I18n issue with optik

T

Thorsten Kampe

* paul (Mon, 02 Apr 2007 17:49:15 +0200)
Thorsten Kampe schrieb:
[snipp]
I got the tip to set a different encoding by
sys.stdout = codecs.EncodedFile(sys.stdout, 'utf-8')

but unfortunately this does not change the encoding of any Terminal.
So my question is: how can I set a different encoding to sys.stdout
(or why can I set it without any error but nothing changes?)
AFAIK you can't. If the terminal is limited to ascii it won't be able to
display anything else; it might not even have the right font, so how are
you supposed to fix that?

Actually rxvt, Poderosa and console have the ability to display non-
ASCII characters. I use the dejavu fonts that support non-ASCII, too.

But the problem is even simpler: I can't even set the standard Windows
console ("cmd") to Windows 1252 in Python. Although directly executing
"chcp 1252" works.

Thorsten
 
D

Damjan

Actually rxvt, Poderosa and console have the ability to display non-
ASCII characters. I use the dejavu fonts that support non-ASCII, too.

But the problem is even simpler: I can't even set the standard Windows
console ("cmd") to Windows 1252 in Python. Although directly executing
"chcp 1252" works.

Maybe try to use http://sourceforge.net/projects/console it's claimed to be
muc better than the sucky CDM (I don't have windows to try it).
 
T

Thorsten Kampe

* Thorsten Kampe (Mon, 2 Apr 2007 16:05:25 +0100)
* Steven Bethard (Sun, 01 Apr 2007 10:21:40 -0600)
Thorsten Kampe wrote:
I'm not very experienced with internationalization, but if you change::

gettext.install('test')

to::

gettext.install('test', unicode=True)

what happens?

Actually, this is the solution.

But there's one more problem: the solution only works when the
Terminal encoding is not US-ASCII. Unfortunately (almost) all
terminals I tried are set to US-ASCII (rxvt under Cygwin, Console[1]
running bash, Poderosa[2] running bash). Only the Windows Console is
CP852 and this works.

I got the tip to set a different encoding by
sys.stdout = codecs.EncodedFile(sys.stdout, 'utf-8')

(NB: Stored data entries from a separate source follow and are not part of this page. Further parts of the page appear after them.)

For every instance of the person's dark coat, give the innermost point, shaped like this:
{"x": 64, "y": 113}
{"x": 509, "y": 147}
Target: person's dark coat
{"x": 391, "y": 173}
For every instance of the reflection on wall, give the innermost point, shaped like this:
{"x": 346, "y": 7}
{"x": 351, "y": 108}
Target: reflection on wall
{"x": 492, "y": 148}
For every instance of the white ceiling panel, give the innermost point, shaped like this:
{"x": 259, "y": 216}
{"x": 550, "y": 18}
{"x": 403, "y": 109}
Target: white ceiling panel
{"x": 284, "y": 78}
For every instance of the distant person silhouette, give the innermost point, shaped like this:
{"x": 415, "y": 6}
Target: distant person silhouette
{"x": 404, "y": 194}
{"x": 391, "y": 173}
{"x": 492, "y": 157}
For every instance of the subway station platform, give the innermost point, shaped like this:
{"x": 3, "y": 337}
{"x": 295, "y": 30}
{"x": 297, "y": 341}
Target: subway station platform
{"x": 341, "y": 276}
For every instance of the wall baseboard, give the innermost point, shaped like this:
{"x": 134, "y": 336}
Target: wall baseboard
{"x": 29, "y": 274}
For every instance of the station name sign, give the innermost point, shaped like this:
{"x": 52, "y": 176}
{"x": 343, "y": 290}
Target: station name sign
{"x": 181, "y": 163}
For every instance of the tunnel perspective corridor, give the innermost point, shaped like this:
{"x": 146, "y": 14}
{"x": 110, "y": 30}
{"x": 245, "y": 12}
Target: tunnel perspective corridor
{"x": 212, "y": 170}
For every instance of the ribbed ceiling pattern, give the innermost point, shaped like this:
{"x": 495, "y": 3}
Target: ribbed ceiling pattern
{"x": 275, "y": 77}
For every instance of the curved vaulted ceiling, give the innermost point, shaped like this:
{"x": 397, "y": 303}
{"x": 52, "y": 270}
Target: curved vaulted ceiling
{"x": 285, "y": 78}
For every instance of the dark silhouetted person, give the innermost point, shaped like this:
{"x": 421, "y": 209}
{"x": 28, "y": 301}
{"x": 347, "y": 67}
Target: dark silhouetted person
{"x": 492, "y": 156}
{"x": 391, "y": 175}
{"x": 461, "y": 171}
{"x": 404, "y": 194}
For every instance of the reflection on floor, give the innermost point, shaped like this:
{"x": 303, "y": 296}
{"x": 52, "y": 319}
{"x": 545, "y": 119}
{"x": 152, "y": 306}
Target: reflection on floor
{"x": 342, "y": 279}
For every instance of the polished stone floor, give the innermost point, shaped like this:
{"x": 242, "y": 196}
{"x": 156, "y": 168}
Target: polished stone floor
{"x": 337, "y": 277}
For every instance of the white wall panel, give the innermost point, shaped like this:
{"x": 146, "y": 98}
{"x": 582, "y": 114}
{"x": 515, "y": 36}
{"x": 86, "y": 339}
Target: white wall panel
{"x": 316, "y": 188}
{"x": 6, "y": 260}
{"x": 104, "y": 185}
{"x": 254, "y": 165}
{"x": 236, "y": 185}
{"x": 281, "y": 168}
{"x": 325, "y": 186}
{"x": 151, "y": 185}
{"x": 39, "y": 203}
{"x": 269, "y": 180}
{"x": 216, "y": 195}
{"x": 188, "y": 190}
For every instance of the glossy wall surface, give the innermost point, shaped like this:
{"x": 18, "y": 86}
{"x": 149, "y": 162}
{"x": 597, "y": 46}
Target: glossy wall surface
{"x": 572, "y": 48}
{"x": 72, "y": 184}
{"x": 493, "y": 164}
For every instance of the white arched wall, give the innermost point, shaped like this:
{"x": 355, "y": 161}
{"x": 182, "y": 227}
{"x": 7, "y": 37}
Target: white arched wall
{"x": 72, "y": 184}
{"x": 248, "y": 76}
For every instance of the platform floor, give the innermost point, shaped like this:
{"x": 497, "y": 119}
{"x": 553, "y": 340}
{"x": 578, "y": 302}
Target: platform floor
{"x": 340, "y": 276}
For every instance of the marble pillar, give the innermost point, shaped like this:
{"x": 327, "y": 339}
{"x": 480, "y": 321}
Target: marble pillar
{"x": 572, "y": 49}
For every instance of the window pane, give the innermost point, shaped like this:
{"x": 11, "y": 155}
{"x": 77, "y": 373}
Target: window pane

but unfortunately this does not change the encoding of any Terminal.
So my question is: how can I set a different encoding to sys.stdout
(or why can I set it without any error but nothing changes?)

I solved it (finally after two days with the help of a lot of people):

You have to set this...

sys.stdout = codecs.EncodedFile(sys.stdout, 'iso-8859-15')
sys.stdout.encoding = 'iso-8859-15'

....both of these and exactly in this order and not vice versa. It
doesn't have to be 'iso-8859-15', Windows-1252 is fine, too (but UTF-8
doesn't work). Now we have a new problem: the native Windows consoles
don't print the right characters. So you wrap this in a query:

if sys.platform in ['cygwin', 'linux2']:
sys.stdout = codecs.EncodedFile(sys.stdout, 'iso-8859-15')
sys.stdout.encoding = 'iso-8859-15'

This would be a problem if there's more than one translation (for
instance one with polish characters that aren't contained in iso-8859-
15). One could work around this with

if sys.platform in ['cygwin', 'linux2']:
sys.stdout = codecs.EncodedFile(sys.stdout,
locale.getpreferredencoding())
sys.stdout.encoding = locale.getpreferredencoding()

Funny (more or less): two days work to print "U" and "A" with double
points above.

Thanks to all who have helped to clear my confusion and to bring me
into the right direction for the solution.